Help: available from within the program

Registrationis required to run the main application (rics_tools). When running it for the first time, it will generate a code, which has to be emailed to me (peter.v.nagy@gmail.com) and I will send you a countercode.

Download: ZIP file containing all the P-files of the application.

Orthogonal view of confocal stacks: confortho

The program generates an orthogonal view of a 3D confocal microscopic image stack. This functionality is similar to the one available in Zeiss LSM Image Browser, Leica LAS AF or Olympus FluoView. You might need confortho when you have to do image processing in MATLAB, and then you would like to view the processed images in the same way as you are used to. The program accepts images in MATLAB or DipImage (www.diplib.org) format.

Syntax: confortho

A brief help is available in the program.

Download: ZIP-file containing the program (P-file, FIG-file and help)

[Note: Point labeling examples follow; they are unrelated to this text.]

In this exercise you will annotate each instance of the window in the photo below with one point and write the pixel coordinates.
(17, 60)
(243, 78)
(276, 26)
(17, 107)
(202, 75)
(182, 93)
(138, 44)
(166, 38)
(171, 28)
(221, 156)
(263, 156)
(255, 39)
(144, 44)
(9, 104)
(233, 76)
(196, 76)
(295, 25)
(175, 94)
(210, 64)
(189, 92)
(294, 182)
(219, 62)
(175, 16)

The program is also available in MATLAB Central.

Orthogonal view of confocal stacks: confortho2

This is an improved version of the program above.

  • By clicking on the "Import variable" button, it imports an image from the MATLAB workspace. It can import images with an arbitrary number of dimensions, and then the user will have to identify which dimension corresponds to the X, Y and Z spatial dimensions, and to time and different colors. Different color channels can be present in one of the dimensions of the imported image, or they can be in different cells of a cell array.
  • You have to identify which color a certain channel is to be displayed in, and the contrast stretching parameters. If "Global stretch" is activated, stretching is performed for the 3D dataset, if it is not selected, stretching is performed slice-by-slice.
  • Orthogonal viewing can be started by clicking on the "Show" button. In the orthogonal view, you can move the crosshair by clicking on the image, and you can change the viewed section by scrolling your mouse. 
  • You can move between different time points using the "Time slider".
  • You can copy the orthogonal view to the clipboard by clicking on the "Copy view" button.
  • The program automatically updates itself.
  • The program requires DipImage that can be downloaded at https://diplib.org/
  • Download the program here, and simply start it by typing "confortho2" at the MATLAB command prompt.